- Ты считаешь, non perspektiva? - промычал гость. - Ну в таком случае куда еще заглянем? - Он поднял руку, чтобы разглядеть часы. - У нас в Нью-Йорке сейчас как раз десять утра.
И вдруг Нехаев заволновался. Честный малый, он решил почему-то, что эти люди недооценивают его руководителя, и заговорил, заикаясь и дергая головой:
- Но знаете, у него це-це...
- Муха цеце? - весело переспросил Белендеев и, немедленно сделав серьезную мину, посмотрел ему в глаза. - Извините, слушаю.
- У него целая тетрадка идей. Он предлагал аспирантам, в подарок отдавал... чтобы только не уходили...
- Да? - Елена рассмеялась. - Я помню, когда он еще аспирантом у Соболева был, свои идеи дарил за конфеты, а конфетами девиц угощал. И что там, в этой тетрадке? Говоришь, про влияние звезд? Нет, нам нужны гениальные идеи, котик.
- У н-него есть!
- Вряд ли, котик. В последнее время ходит бледный, жалкий.
- Он ду-думает... все время думает... Руками уши закроет и ни-ничего не слышит...
- Перегорел! - безжалостно сказала Золотова. - Оно и понятно - к тридцати трем годам уже доктор наук, профессор. Самая первая свежая песенка спета. Ах, если бы что-нибудь новенькое! Михаил Ефимович посодействовал бы тому, чтобы члены нобелевского комитета...

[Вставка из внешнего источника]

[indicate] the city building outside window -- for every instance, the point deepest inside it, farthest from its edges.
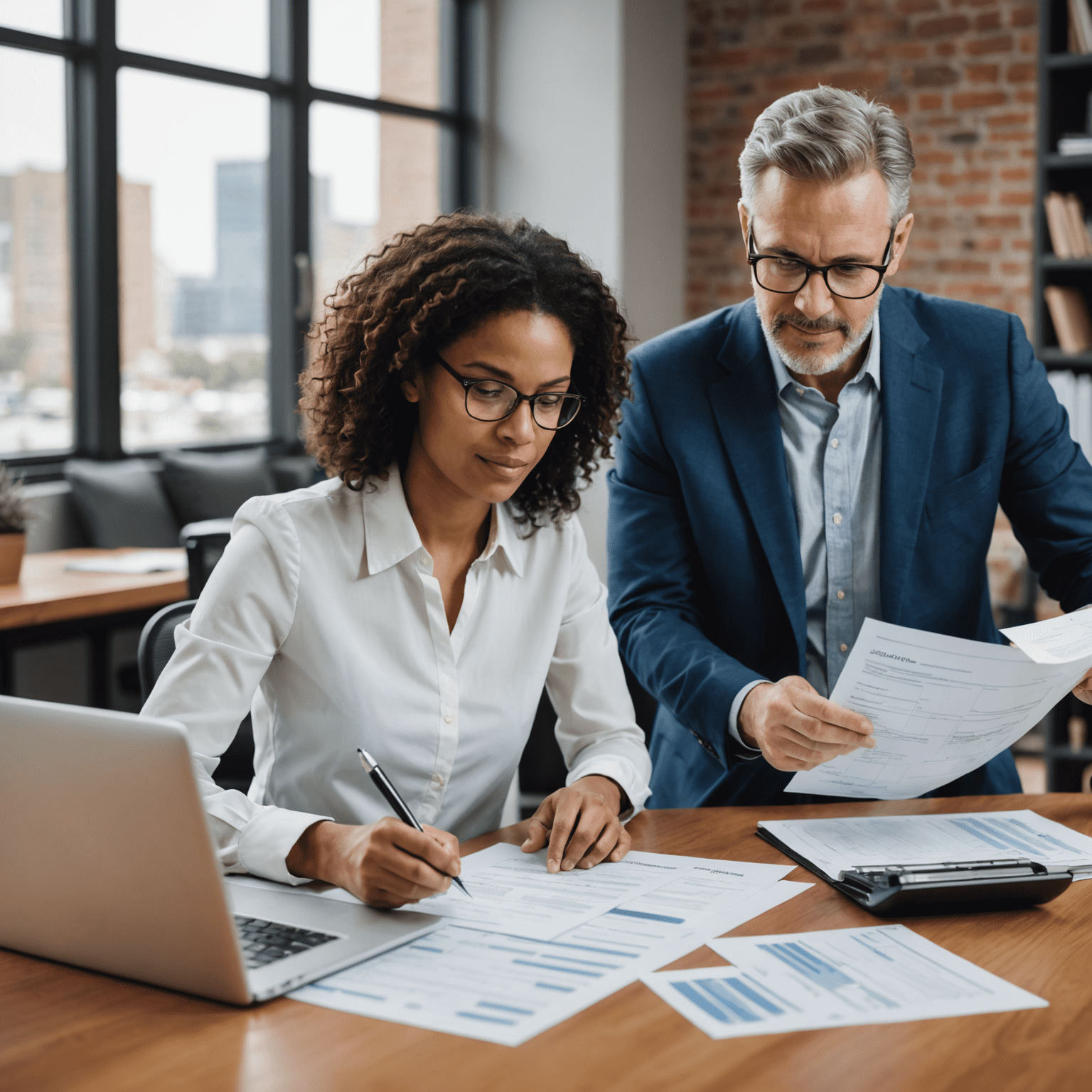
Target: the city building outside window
(260, 150)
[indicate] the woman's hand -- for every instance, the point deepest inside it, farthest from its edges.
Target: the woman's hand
(383, 864)
(581, 825)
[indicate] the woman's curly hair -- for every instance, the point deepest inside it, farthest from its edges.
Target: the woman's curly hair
(424, 291)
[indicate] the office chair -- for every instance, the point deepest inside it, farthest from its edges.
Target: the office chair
(156, 647)
(205, 543)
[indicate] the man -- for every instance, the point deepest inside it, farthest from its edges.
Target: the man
(833, 449)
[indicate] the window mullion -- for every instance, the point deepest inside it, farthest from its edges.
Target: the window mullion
(289, 215)
(93, 203)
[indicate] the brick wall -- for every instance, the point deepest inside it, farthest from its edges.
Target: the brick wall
(961, 73)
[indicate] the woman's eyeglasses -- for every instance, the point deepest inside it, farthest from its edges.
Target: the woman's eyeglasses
(491, 400)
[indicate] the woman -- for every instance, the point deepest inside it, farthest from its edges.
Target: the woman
(416, 602)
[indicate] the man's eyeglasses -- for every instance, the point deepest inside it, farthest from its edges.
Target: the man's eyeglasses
(491, 400)
(788, 275)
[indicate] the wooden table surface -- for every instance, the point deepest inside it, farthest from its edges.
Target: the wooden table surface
(67, 1029)
(47, 592)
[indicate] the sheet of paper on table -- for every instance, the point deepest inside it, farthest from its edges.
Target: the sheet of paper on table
(833, 979)
(941, 708)
(507, 990)
(138, 562)
(835, 845)
(513, 892)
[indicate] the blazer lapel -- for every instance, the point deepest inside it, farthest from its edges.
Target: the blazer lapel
(745, 405)
(910, 410)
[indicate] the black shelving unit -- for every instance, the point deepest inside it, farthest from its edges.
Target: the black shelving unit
(1065, 82)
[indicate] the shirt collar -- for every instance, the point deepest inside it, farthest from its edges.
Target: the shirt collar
(872, 363)
(390, 535)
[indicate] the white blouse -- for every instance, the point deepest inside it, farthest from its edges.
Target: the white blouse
(324, 621)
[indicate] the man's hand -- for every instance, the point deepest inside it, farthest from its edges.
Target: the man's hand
(1083, 689)
(581, 825)
(385, 864)
(798, 729)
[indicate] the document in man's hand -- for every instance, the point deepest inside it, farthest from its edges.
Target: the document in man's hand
(941, 708)
(833, 979)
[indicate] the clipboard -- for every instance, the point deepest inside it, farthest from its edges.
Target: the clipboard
(943, 887)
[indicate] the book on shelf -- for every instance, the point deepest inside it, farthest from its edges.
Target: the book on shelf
(1071, 318)
(1065, 222)
(1075, 144)
(1080, 26)
(1075, 393)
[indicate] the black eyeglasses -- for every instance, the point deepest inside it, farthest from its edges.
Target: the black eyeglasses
(788, 275)
(491, 400)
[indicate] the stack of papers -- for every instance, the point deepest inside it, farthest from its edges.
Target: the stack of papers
(941, 706)
(586, 936)
(833, 979)
(833, 847)
(138, 562)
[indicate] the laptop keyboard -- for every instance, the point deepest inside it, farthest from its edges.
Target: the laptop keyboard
(266, 943)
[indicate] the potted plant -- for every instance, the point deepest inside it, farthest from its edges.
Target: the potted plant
(14, 515)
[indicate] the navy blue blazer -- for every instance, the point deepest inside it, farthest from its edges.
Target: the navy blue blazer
(706, 582)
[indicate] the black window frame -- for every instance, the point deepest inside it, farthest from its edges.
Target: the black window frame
(93, 61)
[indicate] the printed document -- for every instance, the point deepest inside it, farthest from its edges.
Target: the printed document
(1057, 640)
(513, 892)
(941, 708)
(507, 990)
(833, 979)
(835, 845)
(134, 562)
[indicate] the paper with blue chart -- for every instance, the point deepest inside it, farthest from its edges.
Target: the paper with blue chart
(941, 707)
(833, 979)
(503, 988)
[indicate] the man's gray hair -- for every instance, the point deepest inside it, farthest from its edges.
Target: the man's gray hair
(828, 136)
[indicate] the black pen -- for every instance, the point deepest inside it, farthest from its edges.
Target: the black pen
(401, 808)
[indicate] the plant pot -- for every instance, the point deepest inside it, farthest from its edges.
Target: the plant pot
(11, 557)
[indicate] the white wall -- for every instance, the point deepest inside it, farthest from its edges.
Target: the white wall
(586, 134)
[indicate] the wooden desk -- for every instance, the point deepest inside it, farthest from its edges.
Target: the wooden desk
(67, 1029)
(47, 592)
(51, 604)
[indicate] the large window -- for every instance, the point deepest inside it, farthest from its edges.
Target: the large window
(183, 186)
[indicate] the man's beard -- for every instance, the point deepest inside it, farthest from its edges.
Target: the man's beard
(809, 362)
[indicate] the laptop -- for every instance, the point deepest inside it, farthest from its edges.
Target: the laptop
(108, 864)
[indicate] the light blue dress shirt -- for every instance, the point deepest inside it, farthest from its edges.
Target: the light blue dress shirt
(833, 459)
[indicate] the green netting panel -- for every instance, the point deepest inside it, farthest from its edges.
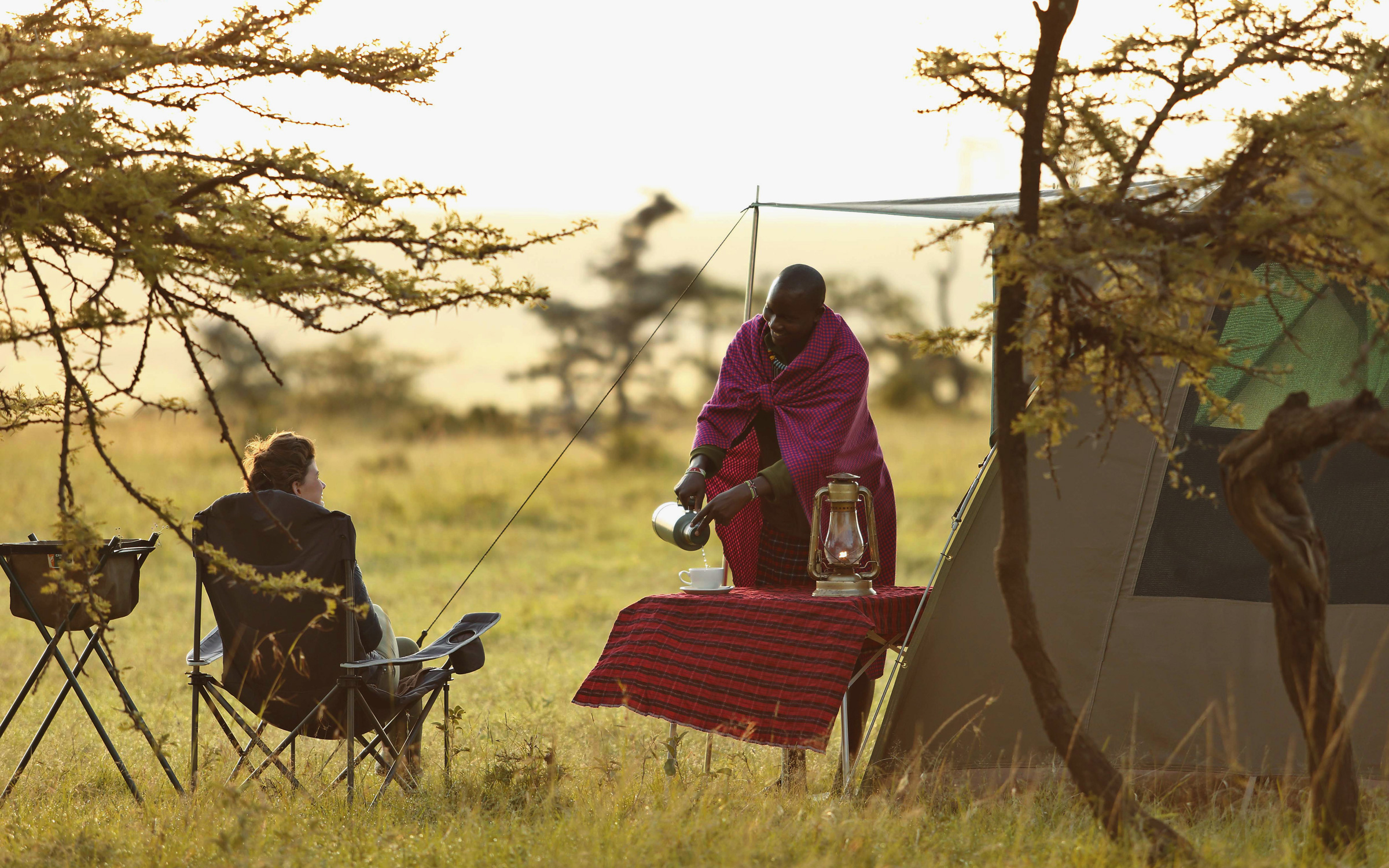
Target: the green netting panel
(1305, 338)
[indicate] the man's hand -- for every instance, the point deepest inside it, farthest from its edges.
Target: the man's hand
(689, 491)
(731, 502)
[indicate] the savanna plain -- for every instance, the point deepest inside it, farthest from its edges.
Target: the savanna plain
(535, 779)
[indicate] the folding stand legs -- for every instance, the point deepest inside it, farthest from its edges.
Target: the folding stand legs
(70, 674)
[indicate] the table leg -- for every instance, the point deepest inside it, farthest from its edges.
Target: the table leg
(671, 744)
(844, 745)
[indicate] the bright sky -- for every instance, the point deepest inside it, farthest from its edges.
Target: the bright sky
(582, 108)
(554, 110)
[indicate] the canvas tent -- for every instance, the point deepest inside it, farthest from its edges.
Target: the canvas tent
(1155, 608)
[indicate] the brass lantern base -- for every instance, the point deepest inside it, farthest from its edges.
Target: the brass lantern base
(845, 588)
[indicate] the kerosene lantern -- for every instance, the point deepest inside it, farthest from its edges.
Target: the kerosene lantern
(838, 559)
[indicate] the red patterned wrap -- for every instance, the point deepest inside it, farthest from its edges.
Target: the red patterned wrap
(767, 667)
(820, 404)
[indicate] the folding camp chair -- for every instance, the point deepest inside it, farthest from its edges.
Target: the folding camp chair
(297, 664)
(116, 580)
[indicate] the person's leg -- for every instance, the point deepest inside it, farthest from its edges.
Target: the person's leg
(793, 770)
(388, 648)
(406, 648)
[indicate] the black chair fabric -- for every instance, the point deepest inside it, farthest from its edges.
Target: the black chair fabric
(282, 656)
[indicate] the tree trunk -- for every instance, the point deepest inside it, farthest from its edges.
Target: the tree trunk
(1091, 770)
(1263, 492)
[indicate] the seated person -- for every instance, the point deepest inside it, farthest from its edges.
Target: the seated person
(286, 462)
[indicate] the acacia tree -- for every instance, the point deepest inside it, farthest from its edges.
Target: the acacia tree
(1112, 281)
(117, 226)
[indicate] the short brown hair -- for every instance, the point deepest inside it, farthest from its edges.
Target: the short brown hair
(278, 462)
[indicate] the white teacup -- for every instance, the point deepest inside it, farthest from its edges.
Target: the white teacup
(703, 578)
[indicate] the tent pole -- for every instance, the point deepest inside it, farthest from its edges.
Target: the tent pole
(752, 259)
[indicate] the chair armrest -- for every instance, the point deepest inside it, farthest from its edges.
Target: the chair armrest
(207, 652)
(462, 634)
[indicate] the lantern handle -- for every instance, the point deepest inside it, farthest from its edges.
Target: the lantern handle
(873, 534)
(813, 561)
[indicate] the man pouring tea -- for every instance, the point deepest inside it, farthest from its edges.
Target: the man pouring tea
(791, 407)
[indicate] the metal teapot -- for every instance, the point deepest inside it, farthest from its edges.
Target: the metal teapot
(671, 523)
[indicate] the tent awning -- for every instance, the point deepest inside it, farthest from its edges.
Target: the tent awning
(945, 207)
(964, 207)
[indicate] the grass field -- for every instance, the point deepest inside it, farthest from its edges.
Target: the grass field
(538, 781)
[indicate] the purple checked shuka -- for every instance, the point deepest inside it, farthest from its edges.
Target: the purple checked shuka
(820, 404)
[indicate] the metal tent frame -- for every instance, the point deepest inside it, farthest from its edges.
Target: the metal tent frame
(945, 207)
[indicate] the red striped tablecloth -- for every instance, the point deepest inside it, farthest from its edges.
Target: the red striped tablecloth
(767, 667)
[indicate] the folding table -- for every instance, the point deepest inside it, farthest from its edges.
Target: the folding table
(116, 578)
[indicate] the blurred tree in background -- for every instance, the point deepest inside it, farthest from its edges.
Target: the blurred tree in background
(356, 381)
(119, 227)
(913, 381)
(592, 345)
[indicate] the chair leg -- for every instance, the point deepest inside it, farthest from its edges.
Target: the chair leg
(255, 737)
(448, 734)
(28, 685)
(192, 734)
(227, 731)
(134, 713)
(411, 735)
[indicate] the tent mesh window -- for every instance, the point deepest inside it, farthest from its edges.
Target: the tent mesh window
(1305, 337)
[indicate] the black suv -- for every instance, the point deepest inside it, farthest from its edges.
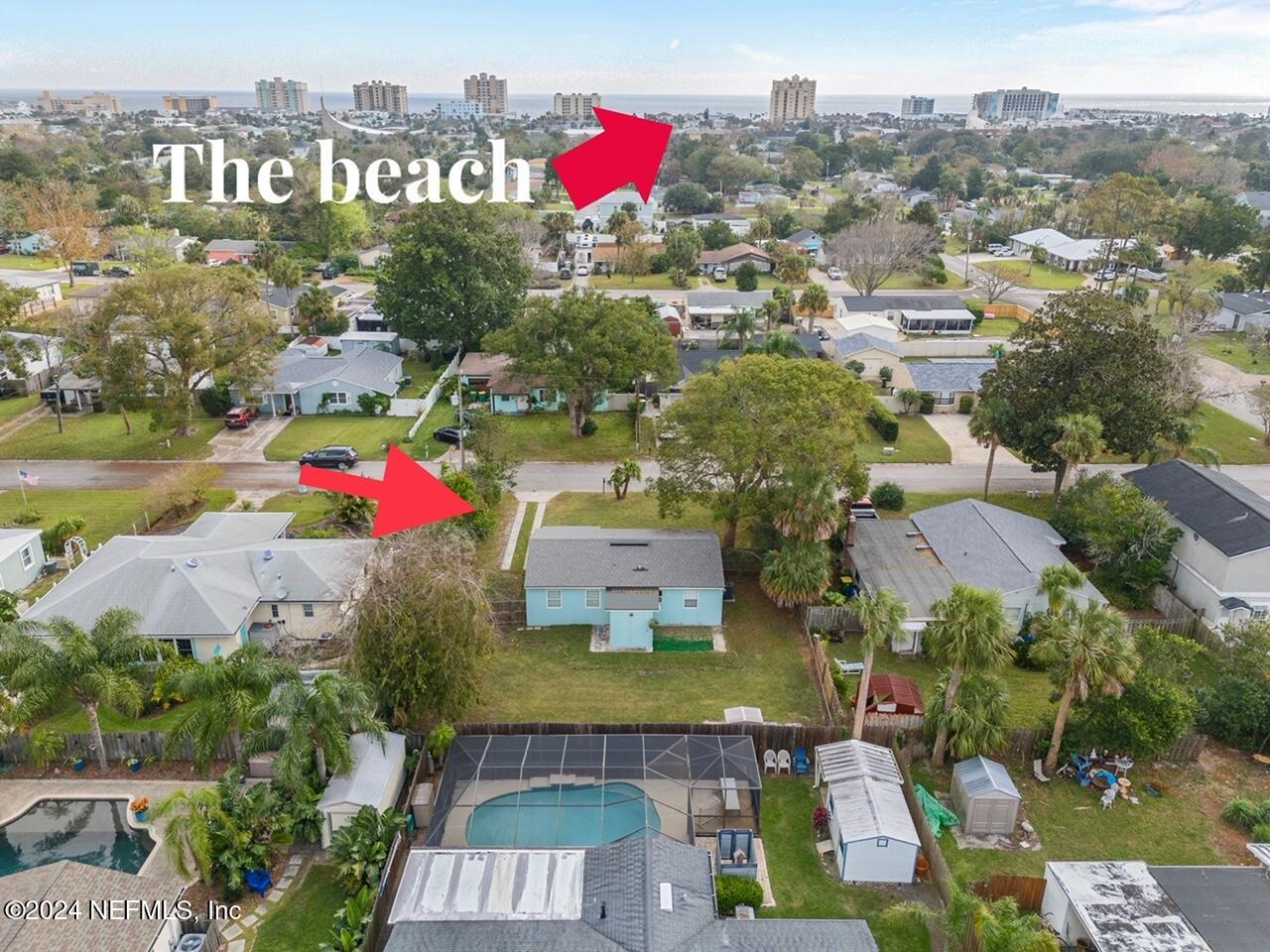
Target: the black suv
(330, 457)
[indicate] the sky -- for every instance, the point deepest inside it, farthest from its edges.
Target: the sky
(1102, 48)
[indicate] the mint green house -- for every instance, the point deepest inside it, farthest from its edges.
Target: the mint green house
(622, 580)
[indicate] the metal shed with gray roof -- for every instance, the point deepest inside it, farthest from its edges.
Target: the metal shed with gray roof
(984, 796)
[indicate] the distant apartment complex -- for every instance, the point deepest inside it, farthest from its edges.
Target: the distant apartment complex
(90, 103)
(280, 95)
(793, 100)
(190, 105)
(575, 105)
(380, 96)
(489, 91)
(1012, 107)
(917, 105)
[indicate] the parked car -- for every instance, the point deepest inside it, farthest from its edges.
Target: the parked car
(330, 457)
(240, 416)
(451, 434)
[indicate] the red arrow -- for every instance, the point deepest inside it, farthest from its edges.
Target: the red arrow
(409, 495)
(629, 150)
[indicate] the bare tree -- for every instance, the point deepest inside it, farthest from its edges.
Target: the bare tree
(996, 282)
(873, 252)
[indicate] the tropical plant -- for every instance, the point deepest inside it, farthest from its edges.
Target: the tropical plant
(103, 666)
(1086, 651)
(309, 725)
(969, 634)
(797, 574)
(361, 847)
(881, 616)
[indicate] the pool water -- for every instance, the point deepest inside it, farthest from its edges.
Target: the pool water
(564, 816)
(93, 832)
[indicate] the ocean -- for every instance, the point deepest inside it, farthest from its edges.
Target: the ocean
(536, 104)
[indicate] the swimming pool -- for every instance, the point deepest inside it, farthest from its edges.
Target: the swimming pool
(564, 816)
(93, 832)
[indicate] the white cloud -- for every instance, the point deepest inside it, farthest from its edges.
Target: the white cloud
(757, 55)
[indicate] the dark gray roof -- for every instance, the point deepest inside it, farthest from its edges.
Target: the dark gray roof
(949, 376)
(1223, 512)
(588, 556)
(1228, 905)
(902, 302)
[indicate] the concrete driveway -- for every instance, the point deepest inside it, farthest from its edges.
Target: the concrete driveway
(955, 430)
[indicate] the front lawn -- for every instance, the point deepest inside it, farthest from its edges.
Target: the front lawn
(917, 443)
(89, 435)
(302, 920)
(1232, 347)
(553, 675)
(802, 884)
(1043, 277)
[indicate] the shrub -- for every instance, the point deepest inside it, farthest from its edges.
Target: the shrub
(735, 892)
(884, 421)
(888, 495)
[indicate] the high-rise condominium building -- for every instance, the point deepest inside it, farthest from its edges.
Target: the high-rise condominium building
(90, 103)
(489, 90)
(917, 105)
(380, 96)
(575, 105)
(1014, 105)
(190, 105)
(793, 100)
(280, 95)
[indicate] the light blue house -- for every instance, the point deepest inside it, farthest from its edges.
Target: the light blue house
(624, 580)
(22, 557)
(307, 384)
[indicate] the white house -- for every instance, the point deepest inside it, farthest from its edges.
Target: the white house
(1220, 565)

- Тс-с, - остановил ее Белендеев. - Решим в рабочем порядке. Так у нас раньше говорили? Да, кстати, какая у него любимая пословица? Ну, поговорка?
- По-поговорка? - недоумевал Нехаев.
- Ну, для контакта? Как пароль у преферансистов?
- Какая у него... - Вдруг лицо лаборанта просияло. - Не плю-плюй в колодец - вылетит, не поймаешь.
- Неплохо! А такой анекдот слышал? - Он снова подмигнул хозяину комнаты. - Еврей решил бежать за границу. Это еще в те годы... Сунул жену Сару в рюкзак, рюкзак на спину - и пошел. А пограничники: "Стой! Что в рюкзаке?" - "В рюкзаке посуда". Пограничник бабах сапогом по рюкзаку. А оттуда раздалось: тгам-тагагам!.. - Рассмеявшись журчащим смешком, гость протянул кулак: - Прочтете, когда мы уйдем. О кей? - И, переложив что-то измятое из кулака в руку Нехаева, вышел из комнаты. - Тгам-тагагам!..
Когда старший лаборант раскрыл свой кулак, то увидел на ладони пятидесятидолларовую бумажку. Зачем это они? Или у них так принято? Но он же ничего толком и не рассказал... Да и что он может знать про новые идеи своего руководителя?
Но Нехаев заблуждался: он много чего поведал умному и тертому заграничному гостю.
11
Они медленно пошли по вечернему городу - сутулая маленькая старушка и младшее ее дитя. Алексей нес над головами зонт.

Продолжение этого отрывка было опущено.